When I was a teenager, a friend of mine told me, “I’m not going to have children. There’s too much tragedy in life to willingly bring another person into this world.”
That was the first (but certainly not the last) time I heard such an argument against having children. It didn’t sit right with me, but I didn’t know why. That particular friend has since gone on to get married and have three children, and I am so glad.
But her comment so many years ago has stuck with me, and now Steve and Candice Watters have put words to my feelings about my friend’s sentiment.
Consider this excerpt from Start Your Family:
The tragedy of our day is that in the face of our challenges, we not only worry about bringing children into the world, but we’re told that children will only make the world worse…
The great fear of our day is global warming and carbon emissions. In his article “Global Swarming,” Daniel Engber frets about “baby emissions,” writing, “We know that babies add more to global warming than anything else in our home.
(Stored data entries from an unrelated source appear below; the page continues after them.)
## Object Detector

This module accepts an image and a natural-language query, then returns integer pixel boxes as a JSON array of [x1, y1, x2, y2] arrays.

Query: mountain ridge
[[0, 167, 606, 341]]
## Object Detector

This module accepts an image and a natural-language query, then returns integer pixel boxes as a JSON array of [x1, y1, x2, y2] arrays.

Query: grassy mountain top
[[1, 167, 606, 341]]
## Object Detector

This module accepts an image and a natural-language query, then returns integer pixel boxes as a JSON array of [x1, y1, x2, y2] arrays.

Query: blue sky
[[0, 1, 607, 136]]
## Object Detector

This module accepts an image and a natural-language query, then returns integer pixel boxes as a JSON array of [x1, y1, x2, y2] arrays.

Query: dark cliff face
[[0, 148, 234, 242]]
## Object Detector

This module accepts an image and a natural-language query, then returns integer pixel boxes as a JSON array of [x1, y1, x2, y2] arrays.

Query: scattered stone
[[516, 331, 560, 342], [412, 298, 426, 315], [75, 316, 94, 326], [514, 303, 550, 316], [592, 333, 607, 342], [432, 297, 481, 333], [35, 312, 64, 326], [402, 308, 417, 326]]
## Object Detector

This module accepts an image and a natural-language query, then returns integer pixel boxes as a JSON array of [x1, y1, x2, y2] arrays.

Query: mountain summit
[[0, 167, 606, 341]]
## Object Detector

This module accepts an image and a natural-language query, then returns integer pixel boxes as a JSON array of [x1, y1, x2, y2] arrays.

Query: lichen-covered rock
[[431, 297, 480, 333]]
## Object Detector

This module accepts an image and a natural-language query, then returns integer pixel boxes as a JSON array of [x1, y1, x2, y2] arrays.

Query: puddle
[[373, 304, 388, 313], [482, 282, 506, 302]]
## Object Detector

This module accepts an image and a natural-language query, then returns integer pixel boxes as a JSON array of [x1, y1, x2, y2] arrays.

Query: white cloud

Isn’t it time to cut back?”
Children are seen only as a drain on Earth’s resources instead of as people who might one day solve our problems.
In a chapter titled “Hope,” the Watters go on to encourage Christian couples not to fear, but to have hope that God might use their children for good in this world. They compare modern day parents or would-be-parents to the parents of Moses and Jesus. Both sets of parents lived under infanticidal rulers, yet they had the courage to bring new life into the world.
In the Watters’ words:
Pharoah and Herod murdered children when they felt threatened, but God used courageous parents, parents willing to have babies who would bring salvation from those same murderers.
In our place in time, we don’t always recognize the power of a godly seed, but Satan does. He came “only to steal and kill and destroy” (John 10:10). He wants us to see babies as a threat. He wants us to be fearful instead of fruitful. But we thwart his agenda when we cooperate with God to restore what has been lost, bring life, and create anew.